Dozens of doctors attempt to diagnose him. One says he’s bipolar, another that he’s unipolar, still another that he’s suffering from multiple personality disorder. One therapist claims he has a really bad case of seasonal affective disorder. After he objects that this doesn’t makes sense given his Florida background, she replies that his case is a kind of inverted version of the disease — too much good weather.
Searching for a cure, he goes to detox the way middle-class families go on vacations. But addiction appears to be a symptom of his disease and not the primary cause. Hammond reviews his medical story with a fatigued tolerance, sipping on an energy drink throughout the show as though his fuel tank had an unpatchable leak.

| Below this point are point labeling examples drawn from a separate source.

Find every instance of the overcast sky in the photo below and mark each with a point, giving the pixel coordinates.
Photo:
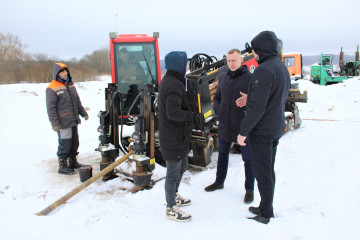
(74, 28)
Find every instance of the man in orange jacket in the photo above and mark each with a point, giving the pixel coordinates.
(63, 107)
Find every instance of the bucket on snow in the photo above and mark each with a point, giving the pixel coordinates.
(85, 172)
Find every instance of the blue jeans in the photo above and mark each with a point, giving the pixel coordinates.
(68, 142)
(223, 163)
(174, 172)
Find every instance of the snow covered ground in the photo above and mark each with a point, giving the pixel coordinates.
(317, 190)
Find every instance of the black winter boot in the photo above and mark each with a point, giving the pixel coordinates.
(63, 167)
(249, 196)
(73, 163)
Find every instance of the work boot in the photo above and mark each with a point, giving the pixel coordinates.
(260, 219)
(255, 210)
(249, 196)
(174, 213)
(181, 202)
(64, 168)
(214, 187)
(73, 163)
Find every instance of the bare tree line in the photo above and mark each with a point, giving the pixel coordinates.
(17, 66)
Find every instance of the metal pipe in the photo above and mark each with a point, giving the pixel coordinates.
(84, 185)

The jokes and wry observations that emerge from this material are all the funnier for emerging from such painful truth. Comedy for people like Hammond is a survival mechanism, an antidote to helplessness and despair.
Finally, while locked up in a psychiatric ward, he meets a doctor who believes that it’s not Hammond’s brain but what happened to him growing up in Melbourne, Fla., that’s the problem. Dr. K., who has an old-school Freudian authority and formidable accent to match, ushers him back to his childhood trauma.
Hammond’s father killed Nazis during World War II and was disappointed there weren’t any around to bludgeon when the war ended, so he terrorized his family. Hammond’s mother moodily played piano, attended church, passed down her gift for mimicry and, it slowly emerges, committed atrocities on her son.
The plotting here is rough and jagged, as perhaps it has to be. Hammond’s insights into his own mental illness raise questions — a few of which he poses himself. Is any of this even true, he wonders, as all abused people are sentenced to wonder?
The narrative’s murkiness, however, isn’t consequential because the veracity of his story is established by his wounded, permanently confounded, compulsively hilarious manner. We don’t need to pore over his file to understand the extent of the damage.
“The Darrell Hammond Project” had me laughing uninterruptedly even when compassion clutched at my heart. Hammond is off the prescription drugs that rendered him a zombie for so many years. He now relies on a mild antidepressant, which he takes “on general principle.” But in alchemizing his sorrowful story into humor, he’s still trusting in the medicine that saved his life.